We request that all international government bodies, the federal government and the state governments adopt the position that until concrete, dependable and uniform guidelines are created, all taxes generated by inter-jurisdictional commerce that have or may accrue be abated.
Estate Tax
Estate taxes negatively impact small businesses in capital formation and business continuity. Therefore, the Forum calls on Congress to repeal the estate and gift tax.
Investment of Qualified Pension Funds
Current law should be modified to allow an individual to invest, under current limits, his or her own self-directed qualified pension or profit sharing plan(s) in his or her own small business. These funds could be used as a direct investment or as collateral to obtain debt financing.
Officer or director self-directed IRAs should be authorized to make investments in the obligations and other securities of their own companies.
Self-employment Tax-Partnerships
Currently, the full net earnings from a taxpayer's trade or business, including flow through entities, is subject to a self-employment tax of approximately 15%. Congress should adjust downward the definition of "net earnings from self-employment" to reflect an adjustment for a return on capital investment from the taxpayer's trade or business income, including single member Limited Liability Corporations (LLCs) and/or the taxpayer's share of self-employment income of a partnership, LLCs or Limited Liability Partnerships (LLPs) that are engaged in a trade or business. To ease the calculation, the Forum suggests that a flat rate of return on investment (e.g., 20%) be used. This would more realistically reflect actual facts and, therefore, enhance the market for investments in small business.

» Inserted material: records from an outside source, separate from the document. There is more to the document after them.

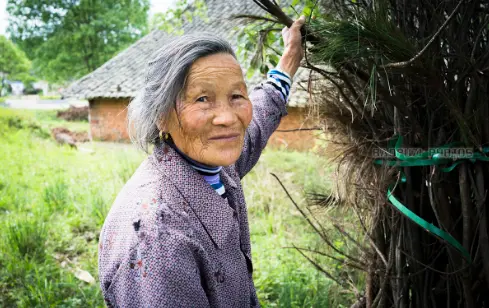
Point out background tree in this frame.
[248,0,489,308]
[0,35,31,96]
[7,0,149,82]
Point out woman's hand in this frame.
[278,16,306,78]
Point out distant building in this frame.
[7,81,25,95]
[32,80,49,95]
[63,0,315,150]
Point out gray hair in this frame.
[127,32,236,153]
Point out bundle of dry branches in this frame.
[250,0,489,308]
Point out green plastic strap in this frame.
[387,187,472,263]
[374,136,489,262]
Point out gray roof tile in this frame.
[63,0,308,106]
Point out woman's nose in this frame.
[212,103,238,126]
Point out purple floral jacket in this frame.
[99,83,287,307]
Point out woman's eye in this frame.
[197,96,207,103]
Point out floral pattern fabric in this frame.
[99,82,287,307]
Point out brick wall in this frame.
[88,98,129,141]
[89,99,317,151]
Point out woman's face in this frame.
[164,53,252,166]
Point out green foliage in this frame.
[235,0,319,78]
[310,12,415,67]
[4,217,47,260]
[0,109,358,307]
[150,0,208,35]
[7,0,149,82]
[0,35,31,95]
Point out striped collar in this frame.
[165,135,222,176]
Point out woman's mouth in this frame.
[209,133,240,141]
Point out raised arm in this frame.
[236,16,305,178]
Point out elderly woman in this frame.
[99,17,304,307]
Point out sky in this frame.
[0,0,176,35]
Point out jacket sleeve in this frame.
[236,82,287,178]
[104,231,210,308]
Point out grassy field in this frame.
[0,108,358,307]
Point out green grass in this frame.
[0,108,358,307]
[39,95,61,100]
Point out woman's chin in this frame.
[206,148,241,166]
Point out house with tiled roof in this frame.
[63,0,314,150]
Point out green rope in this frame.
[374,136,489,262]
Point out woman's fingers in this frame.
[278,16,306,77]
[282,16,306,47]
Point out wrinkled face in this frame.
[165,53,252,166]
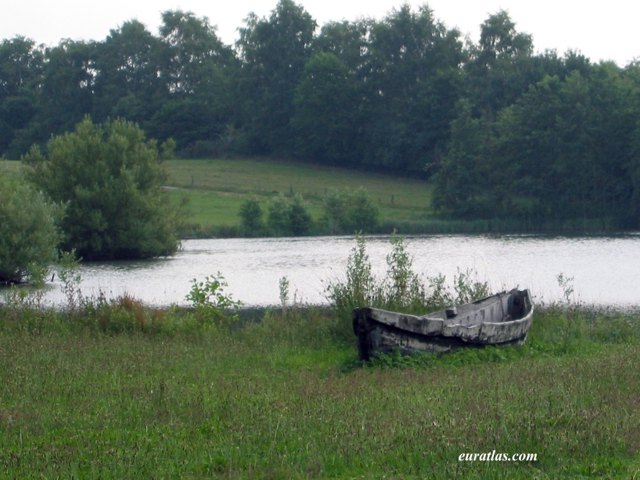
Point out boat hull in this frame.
[353,290,534,360]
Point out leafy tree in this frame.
[0,176,59,284]
[433,100,498,217]
[466,10,536,121]
[0,37,44,158]
[24,118,177,260]
[364,5,463,172]
[238,0,316,153]
[93,20,165,122]
[291,52,363,164]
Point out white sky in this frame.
[0,0,640,66]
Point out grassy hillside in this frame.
[165,159,431,230]
[0,159,432,235]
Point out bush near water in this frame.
[0,239,640,479]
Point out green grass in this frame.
[0,302,640,479]
[165,159,432,232]
[0,159,432,234]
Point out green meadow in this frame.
[0,158,432,236]
[0,299,640,479]
[165,159,432,231]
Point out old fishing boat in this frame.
[353,289,534,360]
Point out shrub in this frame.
[239,198,264,237]
[267,194,311,236]
[324,187,380,234]
[23,117,178,260]
[186,272,241,323]
[325,235,489,328]
[0,176,59,283]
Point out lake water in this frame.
[7,234,640,307]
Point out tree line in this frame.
[0,0,640,228]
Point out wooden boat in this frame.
[353,289,534,360]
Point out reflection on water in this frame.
[7,235,640,306]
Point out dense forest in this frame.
[0,0,640,228]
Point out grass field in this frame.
[0,296,640,479]
[165,159,431,229]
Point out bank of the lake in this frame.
[22,234,640,308]
[0,300,640,479]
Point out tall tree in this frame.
[367,5,463,172]
[291,52,363,164]
[93,20,164,123]
[238,0,316,153]
[24,117,177,260]
[467,10,536,121]
[0,37,44,158]
[149,10,235,153]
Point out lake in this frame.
[5,234,640,307]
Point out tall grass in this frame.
[0,251,640,479]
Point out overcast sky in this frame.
[0,0,640,66]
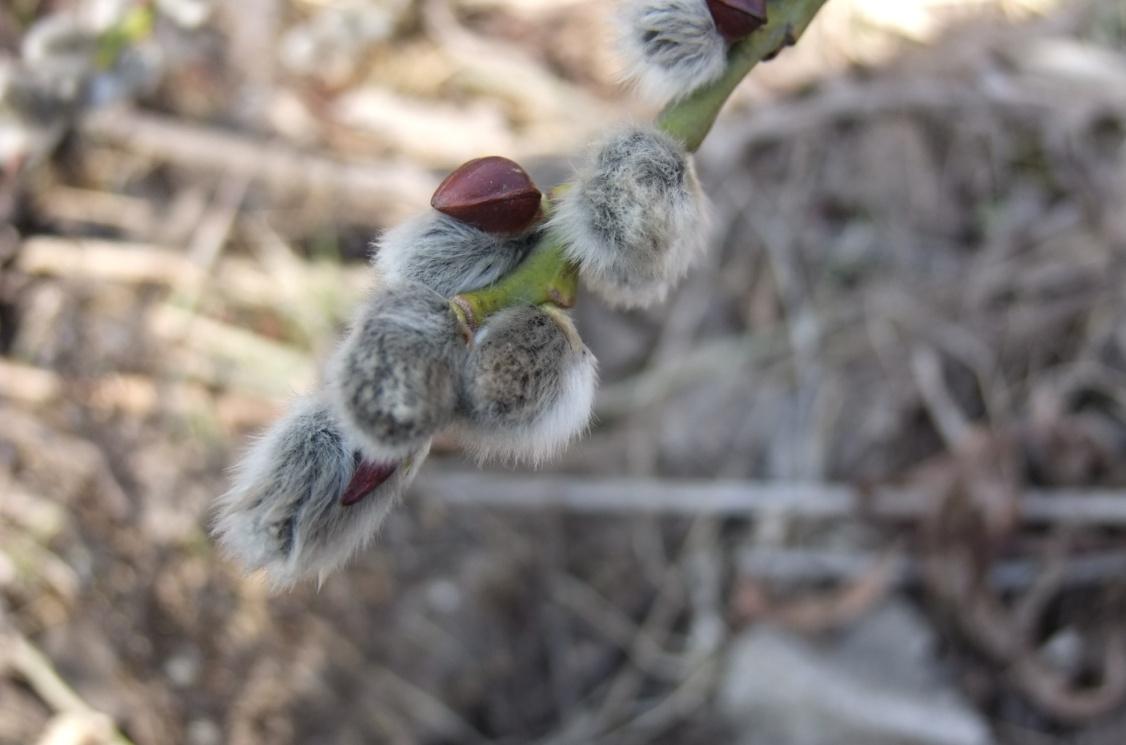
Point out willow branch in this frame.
[452,0,826,329]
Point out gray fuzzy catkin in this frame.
[455,305,598,464]
[549,127,708,307]
[616,0,727,104]
[373,209,538,297]
[213,395,429,589]
[330,282,466,461]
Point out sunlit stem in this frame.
[450,0,826,331]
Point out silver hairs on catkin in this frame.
[617,0,727,104]
[551,127,707,307]
[330,282,466,461]
[458,305,598,464]
[213,395,429,587]
[373,210,539,297]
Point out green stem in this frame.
[452,0,826,330]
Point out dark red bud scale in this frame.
[707,0,767,42]
[340,458,399,508]
[430,155,543,233]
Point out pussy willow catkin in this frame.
[551,127,707,307]
[214,395,430,587]
[215,0,823,585]
[457,305,598,464]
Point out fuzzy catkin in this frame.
[213,395,429,589]
[457,305,598,464]
[373,210,539,297]
[549,127,708,307]
[330,282,466,461]
[617,0,727,104]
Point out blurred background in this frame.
[0,0,1126,745]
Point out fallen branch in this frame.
[415,472,1126,527]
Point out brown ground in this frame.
[0,0,1126,745]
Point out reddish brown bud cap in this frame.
[707,0,767,42]
[430,155,543,233]
[340,459,399,508]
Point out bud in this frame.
[373,210,539,297]
[707,0,767,42]
[617,0,729,104]
[330,282,466,463]
[549,127,707,307]
[456,305,597,464]
[213,396,429,589]
[430,155,543,234]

Net Operating Loss The Application of Internal Revenue Code Section 382
So as not to artificially impede the acquisition, merger or other consolidation of loss companies, Congress should repeal Section 382 in cases where the company is getting capital investment and is continuing its business. The key here is the intent of the company to obtain new capital and to continue business.
Cash vs Accrual Accounting
The Forum supports the right of a small businesses with minimal inventory to use the simplest and most straight forward accounting method, generally the cash accounting method, to run their business. Congress should make it clear that unless profits from the sale of inventory is a substantial part of a business, cash accounting can be used.
The Forum takes note of the fact that while we are in conference considering incentives and methods to raising and preserving capital for small businesses, Congress and the President are considering a tax package, which includes the following items:
These items have been strongly supported in the past by this annual forum and they continue to have our strong support. We urge the President and Congress to retain these items in any tax bill that is passed and signed into law in this Congress.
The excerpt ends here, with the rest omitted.